Zis-N-Zat From Pastor Asher

God is my conscience, Jesus lives in my heart… this blog is about what I see, what I think, what I do and how I serve God

Stump the Pastor: Why Am I a Methodist?

Last week someone asked me why I am a Methodist. I was surprised to discover that this question challenged me. It challenged me because first and foremost I consider myself to be a Christian; being a Methodist is secondary to being a Christian.

So after thinking about it, I wrote down some of the reasons why I am a Wesleyan Christian, a.k.a a Methodist.

1. God rules the United Methodist church. As a follower of God, I want to be where the Spirit of our God is and I want to be God’s partner in ministry. The United Methodist church is a great place to be in ministry.

2. Jesus has put me into a United Methodist church. Prior to becoming a Christian I was an atheist due to my upbringing and background (if you want to know more, read my testimony titled How I Became a Christian on this blog: here is the link). After finding God, I attended a Southern Baptist church, a non-denominational church, have been to a Catholic church once or twice, and was married in a Presbyterian church. Six years after we were married, my wife and I ended up in a Methodist church because there was a feeling inside of me that kept pushing me to go to that specific church. At the time I did not know what denomination that church was, nor did I know anyone there. From the moment that my wife and I stepped into that church, I felt a connection with God and with the congregation. It was in that church that I received my call to ministry.


3. I have faith that the Holy Spirit of our God and the grace of our Lord and Savior Jesus Christ is among men and women called Methodists when we gather together for Holy Conferencing. These experiences of the Holy Spirit and God’s Grace keep me rooted in the Methodist church.

4. I have a hope and a vision for this Church (denomination) and for the congregation(s) that I serve, and I feel that this dream can be fulfilled within the structure and support of the United Methodist church. That hope and vision is like a wind that energizes me and keeps me focused on my journey. 


5. The United Methodist church maintains a balance between faithful obedience to the canon of Scripture and creeds of the ancient church, and freedom from the extremism and fundamentalism of both the right and the left. I am convinced that only from that position of theological balance are we able to effectively and faithfully meet the challenges of serving God by serving the world around us, while making disciples of Jesus.

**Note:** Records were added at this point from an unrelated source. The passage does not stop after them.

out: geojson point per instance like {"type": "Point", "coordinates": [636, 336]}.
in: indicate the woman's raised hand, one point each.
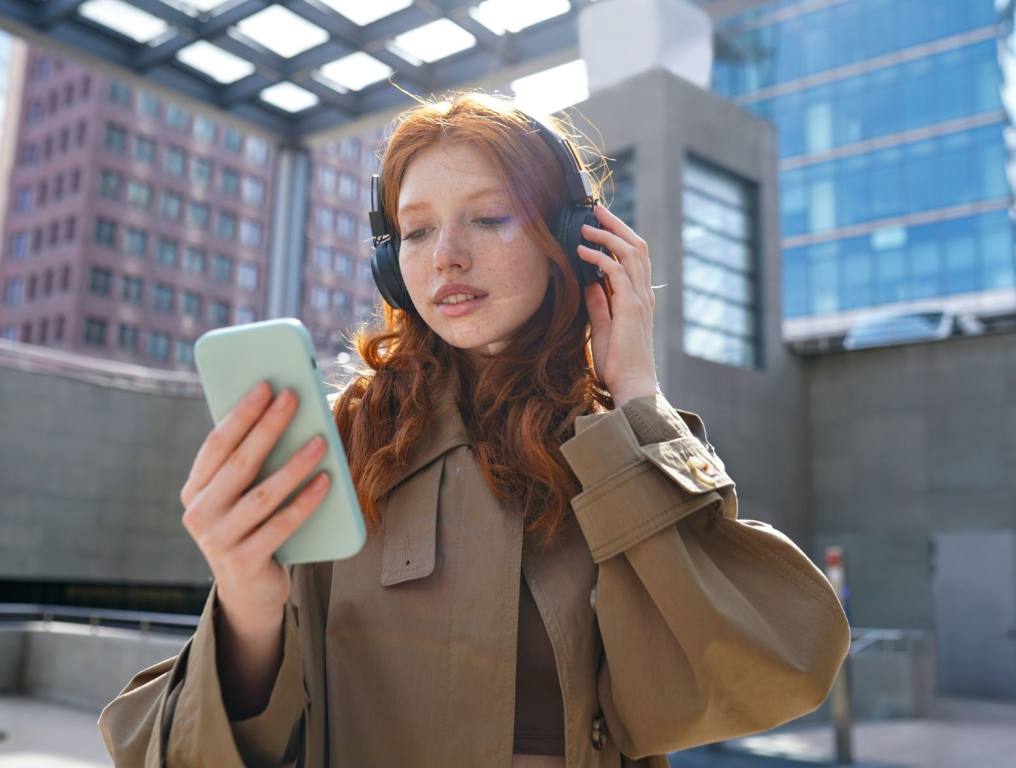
{"type": "Point", "coordinates": [234, 524]}
{"type": "Point", "coordinates": [622, 327]}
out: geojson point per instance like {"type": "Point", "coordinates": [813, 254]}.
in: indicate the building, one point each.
{"type": "Point", "coordinates": [137, 222]}
{"type": "Point", "coordinates": [891, 123]}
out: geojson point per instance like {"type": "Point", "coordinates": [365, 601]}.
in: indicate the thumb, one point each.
{"type": "Point", "coordinates": [599, 312]}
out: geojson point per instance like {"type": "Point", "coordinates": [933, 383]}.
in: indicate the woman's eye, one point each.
{"type": "Point", "coordinates": [493, 220]}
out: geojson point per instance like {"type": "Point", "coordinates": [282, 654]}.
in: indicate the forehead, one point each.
{"type": "Point", "coordinates": [449, 172]}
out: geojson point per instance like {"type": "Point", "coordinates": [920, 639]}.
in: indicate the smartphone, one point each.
{"type": "Point", "coordinates": [230, 362]}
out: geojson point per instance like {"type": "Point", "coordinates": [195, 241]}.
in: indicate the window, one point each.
{"type": "Point", "coordinates": [131, 290]}
{"type": "Point", "coordinates": [116, 138]}
{"type": "Point", "coordinates": [192, 305]}
{"type": "Point", "coordinates": [218, 312]}
{"type": "Point", "coordinates": [100, 280]}
{"type": "Point", "coordinates": [163, 298]}
{"type": "Point", "coordinates": [13, 291]}
{"type": "Point", "coordinates": [201, 171]}
{"type": "Point", "coordinates": [226, 225]}
{"type": "Point", "coordinates": [250, 233]}
{"type": "Point", "coordinates": [233, 139]}
{"type": "Point", "coordinates": [204, 129]}
{"type": "Point", "coordinates": [253, 191]}
{"type": "Point", "coordinates": [147, 104]}
{"type": "Point", "coordinates": [94, 331]}
{"type": "Point", "coordinates": [322, 257]}
{"type": "Point", "coordinates": [247, 275]}
{"type": "Point", "coordinates": [347, 186]}
{"type": "Point", "coordinates": [159, 345]}
{"type": "Point", "coordinates": [119, 93]}
{"type": "Point", "coordinates": [257, 150]}
{"type": "Point", "coordinates": [719, 266]}
{"type": "Point", "coordinates": [170, 204]}
{"type": "Point", "coordinates": [319, 298]}
{"type": "Point", "coordinates": [166, 252]}
{"type": "Point", "coordinates": [177, 117]}
{"type": "Point", "coordinates": [22, 198]}
{"type": "Point", "coordinates": [327, 179]}
{"type": "Point", "coordinates": [106, 232]}
{"type": "Point", "coordinates": [174, 161]}
{"type": "Point", "coordinates": [198, 214]}
{"type": "Point", "coordinates": [127, 336]}
{"type": "Point", "coordinates": [194, 260]}
{"type": "Point", "coordinates": [19, 246]}
{"type": "Point", "coordinates": [144, 149]}
{"type": "Point", "coordinates": [136, 243]}
{"type": "Point", "coordinates": [138, 194]}
{"type": "Point", "coordinates": [185, 352]}
{"type": "Point", "coordinates": [230, 181]}
{"type": "Point", "coordinates": [346, 226]}
{"type": "Point", "coordinates": [341, 301]}
{"type": "Point", "coordinates": [324, 217]}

6. The United Methodist church does not require that I make a choice between the faith of my heart (the fire and passion of the Pentecost), the faith of my head (intellectualism and reasoning abilities), and the faith of personal involvement (mission). I believe that these three (passion, understanding and involvement) are manifestations of our personal and communal faith, and as a Wesleyan Christian within the United Methodist church I am invited and free to engage all three.

7. John Wesley’s legacy (what he left for us) includes really cool ways of serving God (mission, evangelism, small groups, accountability, prophetic, relevant and culturally appropriate preaching, life-long learning from the traditions of the ancient church as well as from his contemporaries, are awesome ways of making disciples of Jesus Christ for the transformation of the world.) I like that legacy and tradition of service and find it helpful on my life’s journey.

8. I feel that Methodism is my spiritual home. I was not born into the denomination nor did I ever make a conscious decision to become a Methodist. It simply happened. One day in 1996 I was given a glimpse of the open hearts, open minds, and open doors of one of many United Methodist congregations. I liked what I saw, and I became a member of that congregation. The rest, as they say, is history.

Would anyone else care to share your thoughts?